Heatwaves and Animals
Animals are vulnerable to the effects of heatwaves.
Many animals cannot shed their coats when they become hot and their various cooling mechanisms are very different, and somewhat limited, compared with those of people.
What you can do to prevent heat-related illness in your animals
- On very hot days, it is best to walk your pets in the coolness of the early morning or evening. You may even take them to the local beach, creek or river to let them have a paddle to cool down. By avoiding the hottest part of the day, both you and your pets will enjoy the walk even more and your pets will avoid possible dehydration, sunburn and potentially painful paws.
- All pets must have cool, shady areas. Cats and dogs are able to move around and seek shade, but small animals such as rabbits, guinea pigs and birds can't move from their cages. Make sure that your caged animals are not in direct sunlight and that their cages are protected from the sun as the shade moves.
- Make sure that your pets have access to plenty of cool water. It is a good idea to provide several good-sized water containers in case one is spilt. Ensure the containers are in the shade. Try adding some ice to the water to keep it cool for longer.
- Consider filling a small swimming pool (or a child's clam shell pool) with water and placing it in the shade. Your dog can then wade in the water to keep cool. If your pets share your yard with children, remember to have all necessary precautions in place, including fencing, in order to keep them safe.
- Never leave your pets in a car on a hot day, as they will not cope, even with the windows down. If it feels hot to a person sitting in a parked car, it will feel much hotter to an animal in a fur coat.

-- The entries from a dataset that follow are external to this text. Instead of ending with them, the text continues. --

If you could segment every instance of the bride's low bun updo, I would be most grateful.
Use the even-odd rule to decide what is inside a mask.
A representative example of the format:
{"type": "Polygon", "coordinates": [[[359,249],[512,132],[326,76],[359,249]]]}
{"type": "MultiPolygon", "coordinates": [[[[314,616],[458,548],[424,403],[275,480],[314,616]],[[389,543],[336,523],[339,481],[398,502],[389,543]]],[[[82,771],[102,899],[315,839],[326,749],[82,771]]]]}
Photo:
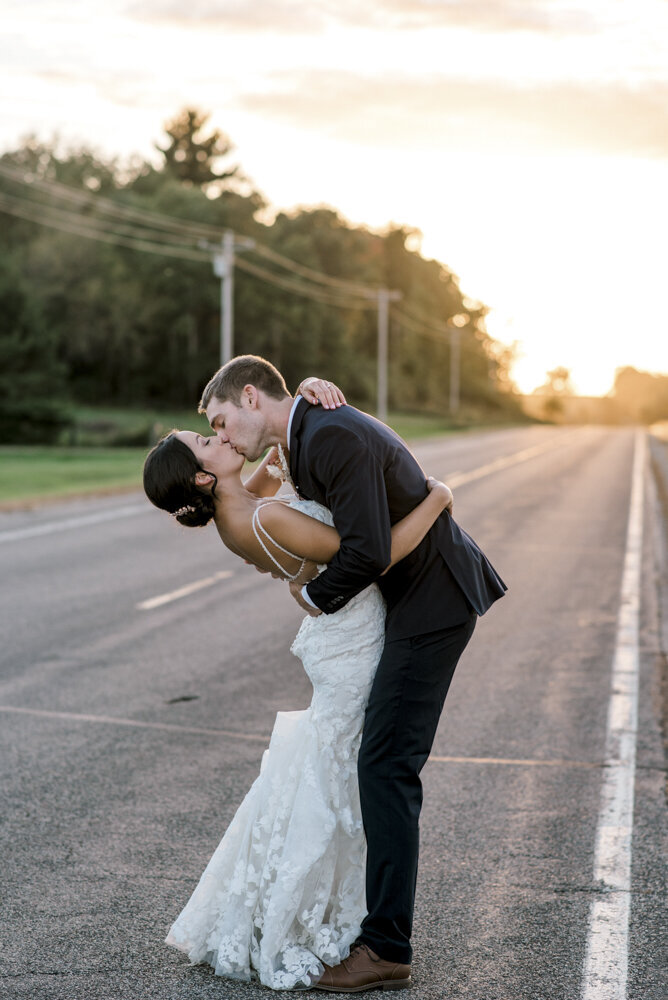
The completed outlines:
{"type": "Polygon", "coordinates": [[[144,492],[152,504],[187,528],[202,528],[216,510],[211,492],[195,484],[205,470],[187,444],[171,431],[149,451],[144,462],[144,492]]]}
{"type": "Polygon", "coordinates": [[[182,508],[178,513],[170,511],[174,520],[186,528],[203,528],[215,512],[216,505],[210,493],[199,493],[198,496],[191,497],[185,509],[182,508]]]}

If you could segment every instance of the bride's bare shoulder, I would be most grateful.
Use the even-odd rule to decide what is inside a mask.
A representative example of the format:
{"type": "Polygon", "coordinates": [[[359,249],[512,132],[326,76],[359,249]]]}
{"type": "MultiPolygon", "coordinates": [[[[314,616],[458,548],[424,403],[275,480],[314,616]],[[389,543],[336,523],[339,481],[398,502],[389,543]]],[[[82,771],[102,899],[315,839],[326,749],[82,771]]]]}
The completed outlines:
{"type": "Polygon", "coordinates": [[[252,558],[251,553],[255,546],[250,511],[244,514],[217,511],[215,523],[220,540],[230,552],[241,556],[242,559],[252,558]]]}

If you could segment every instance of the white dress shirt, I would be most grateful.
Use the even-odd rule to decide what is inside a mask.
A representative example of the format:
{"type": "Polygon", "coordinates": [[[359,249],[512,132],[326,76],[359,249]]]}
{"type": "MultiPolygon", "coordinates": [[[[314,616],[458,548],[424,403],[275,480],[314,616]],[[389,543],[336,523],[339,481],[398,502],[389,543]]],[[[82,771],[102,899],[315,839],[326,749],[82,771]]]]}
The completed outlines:
{"type": "MultiPolygon", "coordinates": [[[[290,410],[290,416],[288,417],[288,431],[287,431],[287,445],[288,445],[288,448],[290,447],[290,431],[292,430],[292,418],[294,417],[295,412],[297,410],[297,406],[302,401],[302,399],[303,399],[302,396],[295,396],[295,401],[292,404],[292,409],[290,410]]],[[[309,404],[307,403],[306,405],[308,406],[309,404]]],[[[312,608],[318,608],[318,605],[314,604],[314,602],[308,596],[308,591],[306,590],[306,584],[304,584],[304,586],[302,587],[302,597],[304,598],[304,600],[306,601],[307,604],[311,605],[312,608]]],[[[319,610],[320,610],[320,608],[318,608],[318,611],[319,610]]]]}

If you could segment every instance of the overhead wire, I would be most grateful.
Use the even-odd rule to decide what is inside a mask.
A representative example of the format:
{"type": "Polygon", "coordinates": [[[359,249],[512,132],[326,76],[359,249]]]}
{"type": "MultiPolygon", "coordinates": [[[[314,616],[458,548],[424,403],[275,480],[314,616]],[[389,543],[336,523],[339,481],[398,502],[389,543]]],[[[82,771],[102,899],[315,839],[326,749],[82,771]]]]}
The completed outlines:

- Rabbits and guinea pigs are particularly susceptible to heat. A good remedy is to put a frozen water bottle in their cages so that they can regulate their body temperature. Replace these bottles as required.

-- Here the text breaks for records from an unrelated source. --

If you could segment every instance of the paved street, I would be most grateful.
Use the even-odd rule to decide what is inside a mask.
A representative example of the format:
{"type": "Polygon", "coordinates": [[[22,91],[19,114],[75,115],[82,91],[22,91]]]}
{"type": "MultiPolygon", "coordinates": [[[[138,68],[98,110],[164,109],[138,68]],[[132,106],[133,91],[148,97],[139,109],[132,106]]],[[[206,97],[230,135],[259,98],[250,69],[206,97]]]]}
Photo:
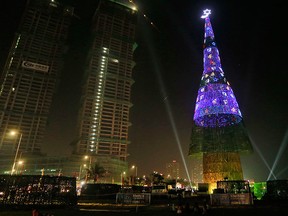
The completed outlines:
{"type": "MultiPolygon", "coordinates": [[[[59,209],[41,209],[42,215],[54,216],[110,216],[110,215],[138,215],[138,216],[172,216],[172,215],[195,215],[192,212],[178,214],[176,209],[170,205],[91,205],[91,206],[77,206],[74,208],[59,208],[59,209]]],[[[207,216],[255,216],[255,215],[288,215],[287,205],[273,205],[273,206],[235,206],[235,207],[212,207],[207,216]]],[[[32,210],[0,210],[1,216],[31,216],[32,210]]]]}
{"type": "MultiPolygon", "coordinates": [[[[116,204],[115,200],[98,200],[94,202],[78,202],[76,206],[29,206],[29,205],[0,205],[0,216],[32,216],[32,209],[37,208],[41,216],[255,216],[255,215],[288,215],[286,200],[258,201],[252,205],[210,206],[207,214],[202,214],[207,197],[190,197],[182,200],[183,207],[188,204],[188,212],[177,213],[177,199],[156,199],[146,205],[116,204]],[[199,205],[200,214],[192,211],[195,204],[199,205]]],[[[209,202],[208,202],[209,203],[209,202]]]]}

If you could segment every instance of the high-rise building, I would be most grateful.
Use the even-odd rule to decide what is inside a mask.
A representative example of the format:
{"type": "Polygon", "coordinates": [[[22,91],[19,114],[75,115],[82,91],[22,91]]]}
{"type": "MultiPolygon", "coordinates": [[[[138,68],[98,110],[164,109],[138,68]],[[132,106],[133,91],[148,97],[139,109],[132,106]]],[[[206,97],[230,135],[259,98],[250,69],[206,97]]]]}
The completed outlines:
{"type": "Polygon", "coordinates": [[[132,1],[100,0],[93,17],[91,44],[73,154],[90,157],[120,181],[127,171],[129,110],[137,10],[132,1]]]}
{"type": "Polygon", "coordinates": [[[72,17],[73,7],[56,0],[26,2],[0,77],[0,155],[4,166],[10,165],[4,158],[12,160],[15,152],[41,155],[72,17]],[[11,130],[18,136],[9,137],[11,130]]]}
{"type": "Polygon", "coordinates": [[[203,159],[203,182],[243,180],[240,154],[252,152],[243,117],[222,70],[219,51],[204,10],[204,71],[198,90],[189,155],[203,159]]]}
{"type": "Polygon", "coordinates": [[[180,178],[180,164],[176,160],[166,164],[166,174],[168,178],[179,179],[180,178]]]}

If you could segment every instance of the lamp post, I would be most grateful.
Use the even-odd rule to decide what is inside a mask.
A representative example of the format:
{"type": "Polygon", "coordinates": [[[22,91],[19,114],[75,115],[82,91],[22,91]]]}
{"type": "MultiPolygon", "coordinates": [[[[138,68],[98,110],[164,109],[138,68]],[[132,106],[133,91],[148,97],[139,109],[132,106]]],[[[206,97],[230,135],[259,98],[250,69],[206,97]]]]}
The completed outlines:
{"type": "Polygon", "coordinates": [[[20,175],[22,175],[23,167],[24,167],[24,161],[22,160],[18,161],[16,174],[20,173],[20,175]],[[19,172],[19,169],[20,169],[20,172],[19,172]]]}
{"type": "Polygon", "coordinates": [[[132,169],[135,169],[135,177],[137,177],[137,171],[138,171],[138,170],[137,170],[137,166],[133,165],[133,166],[132,166],[132,169]]]}
{"type": "MultiPolygon", "coordinates": [[[[10,134],[11,134],[12,136],[14,136],[15,134],[17,134],[17,132],[11,131],[10,134]]],[[[18,157],[19,148],[20,148],[20,145],[21,145],[21,140],[22,140],[22,133],[20,133],[20,137],[19,137],[17,149],[16,149],[16,152],[15,152],[15,157],[14,157],[14,161],[13,161],[13,166],[12,166],[12,169],[11,169],[11,175],[13,175],[13,173],[14,173],[14,171],[15,171],[15,166],[16,166],[16,161],[17,161],[17,157],[18,157]]]]}
{"type": "Polygon", "coordinates": [[[89,158],[89,167],[88,169],[91,169],[91,164],[92,164],[92,157],[91,156],[85,156],[85,160],[87,160],[89,158]]]}
{"type": "MultiPolygon", "coordinates": [[[[88,181],[88,171],[91,173],[92,157],[85,155],[84,159],[87,160],[88,158],[89,158],[89,166],[88,166],[88,169],[86,170],[85,183],[87,183],[87,181],[88,181]]],[[[91,177],[91,175],[90,175],[90,177],[91,177]]]]}
{"type": "Polygon", "coordinates": [[[120,177],[121,177],[121,187],[123,187],[124,186],[124,179],[125,179],[125,174],[126,174],[126,172],[121,172],[121,174],[120,174],[120,177]]]}
{"type": "MultiPolygon", "coordinates": [[[[83,167],[86,167],[86,164],[81,164],[80,165],[80,170],[79,170],[79,176],[78,176],[78,180],[81,181],[81,175],[82,175],[82,171],[83,171],[83,167]]],[[[87,173],[87,172],[86,172],[87,173]]],[[[86,174],[87,175],[87,174],[86,174]]]]}

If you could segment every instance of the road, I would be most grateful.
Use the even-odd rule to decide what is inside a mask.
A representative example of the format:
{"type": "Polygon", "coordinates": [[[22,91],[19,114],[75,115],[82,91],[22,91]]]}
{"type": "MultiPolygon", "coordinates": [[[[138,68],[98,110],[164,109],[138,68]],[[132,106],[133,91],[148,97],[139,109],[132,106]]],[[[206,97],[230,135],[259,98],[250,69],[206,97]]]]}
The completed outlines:
{"type": "MultiPolygon", "coordinates": [[[[273,205],[273,206],[234,206],[234,207],[212,207],[207,216],[255,216],[255,215],[288,215],[288,206],[273,205]]],[[[48,213],[53,216],[172,216],[172,215],[194,215],[193,212],[178,214],[176,208],[170,205],[78,205],[71,208],[41,208],[42,215],[48,213]]],[[[1,216],[31,216],[32,210],[29,209],[0,209],[1,216]]],[[[202,215],[202,214],[200,214],[202,215]]]]}

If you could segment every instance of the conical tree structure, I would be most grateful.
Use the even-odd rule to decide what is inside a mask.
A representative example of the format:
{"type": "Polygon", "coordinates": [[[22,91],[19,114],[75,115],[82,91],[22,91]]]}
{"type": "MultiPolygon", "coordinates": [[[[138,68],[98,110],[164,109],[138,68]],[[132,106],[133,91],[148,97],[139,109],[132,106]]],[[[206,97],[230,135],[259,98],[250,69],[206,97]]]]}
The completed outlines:
{"type": "Polygon", "coordinates": [[[203,181],[243,180],[240,154],[252,152],[242,114],[233,90],[224,76],[219,51],[204,10],[204,71],[192,123],[189,155],[203,157],[203,181]]]}

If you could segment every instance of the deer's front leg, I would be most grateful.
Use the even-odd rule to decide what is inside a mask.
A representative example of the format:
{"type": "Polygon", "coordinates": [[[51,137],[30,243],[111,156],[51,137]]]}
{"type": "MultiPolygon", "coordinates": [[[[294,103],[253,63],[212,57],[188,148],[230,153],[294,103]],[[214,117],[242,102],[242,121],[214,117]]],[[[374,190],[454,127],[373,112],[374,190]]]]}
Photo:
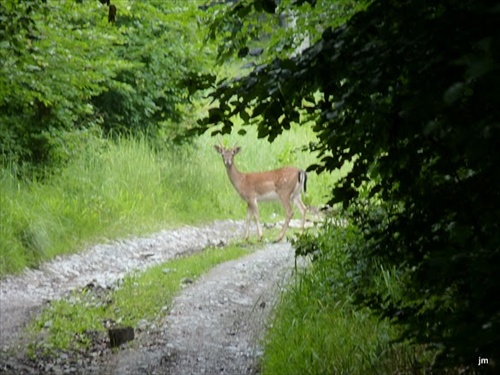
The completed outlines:
{"type": "Polygon", "coordinates": [[[250,232],[250,220],[252,220],[252,209],[250,208],[250,203],[248,203],[248,206],[247,206],[247,219],[245,221],[245,236],[243,237],[243,239],[245,241],[248,240],[248,234],[250,232]]]}
{"type": "Polygon", "coordinates": [[[258,235],[258,240],[262,240],[262,229],[260,228],[260,222],[259,222],[259,206],[257,205],[257,199],[248,202],[248,210],[247,210],[247,237],[248,238],[248,231],[250,227],[250,221],[252,220],[252,216],[255,218],[255,224],[257,225],[257,235],[258,235]]]}

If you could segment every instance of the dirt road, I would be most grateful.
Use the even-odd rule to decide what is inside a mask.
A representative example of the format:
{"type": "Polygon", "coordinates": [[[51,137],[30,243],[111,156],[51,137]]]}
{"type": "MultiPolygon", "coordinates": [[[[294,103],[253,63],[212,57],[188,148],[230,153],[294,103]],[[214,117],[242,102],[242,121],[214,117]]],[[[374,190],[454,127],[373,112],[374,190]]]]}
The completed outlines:
{"type": "Polygon", "coordinates": [[[60,257],[39,270],[0,280],[0,374],[253,374],[262,352],[260,338],[280,285],[294,264],[289,243],[223,263],[188,284],[168,315],[137,330],[119,351],[50,361],[27,361],[22,329],[48,301],[89,283],[102,287],[133,270],[173,257],[221,246],[240,236],[242,222],[162,231],[94,246],[60,257]]]}

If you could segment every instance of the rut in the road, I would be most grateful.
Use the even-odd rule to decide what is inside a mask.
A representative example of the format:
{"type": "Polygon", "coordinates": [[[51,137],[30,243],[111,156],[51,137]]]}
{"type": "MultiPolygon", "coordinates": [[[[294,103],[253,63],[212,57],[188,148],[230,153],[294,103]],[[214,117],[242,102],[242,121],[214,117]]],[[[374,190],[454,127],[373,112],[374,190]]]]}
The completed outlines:
{"type": "Polygon", "coordinates": [[[293,264],[281,243],[215,267],[174,299],[159,332],[139,340],[147,346],[118,353],[101,373],[256,373],[266,319],[293,264]]]}

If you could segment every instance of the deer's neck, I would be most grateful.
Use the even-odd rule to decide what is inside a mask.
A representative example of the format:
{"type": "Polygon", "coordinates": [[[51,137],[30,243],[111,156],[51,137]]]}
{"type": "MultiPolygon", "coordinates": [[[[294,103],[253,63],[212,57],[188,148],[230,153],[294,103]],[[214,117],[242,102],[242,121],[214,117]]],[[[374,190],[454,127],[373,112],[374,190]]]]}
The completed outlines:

- Small animals such as rabbits, guinea pigs and ferrets, as well as kittens and puppies, cope best if brought inside. If allowed free run in a laundry or bathroom, they will benefit from the cool tiles. If this is not possible, drape their cage with wet towels and provide a sturdy icepack or frozen water bottle for the animal to lean against so it can to regulate its own body temperature.
- If your animal seems to be in discomfort, try wetting its feet and misting water onto its face. This is an option for dogs, cats, ferrets, poultry and caged birds, as many animals control their inner temperature through their feet. It's important not to saturate a bird's feathers, as this can cause them to go into shock.
If you are concerned that your animal may be suffering heat-related illness, contact your local veterinarian.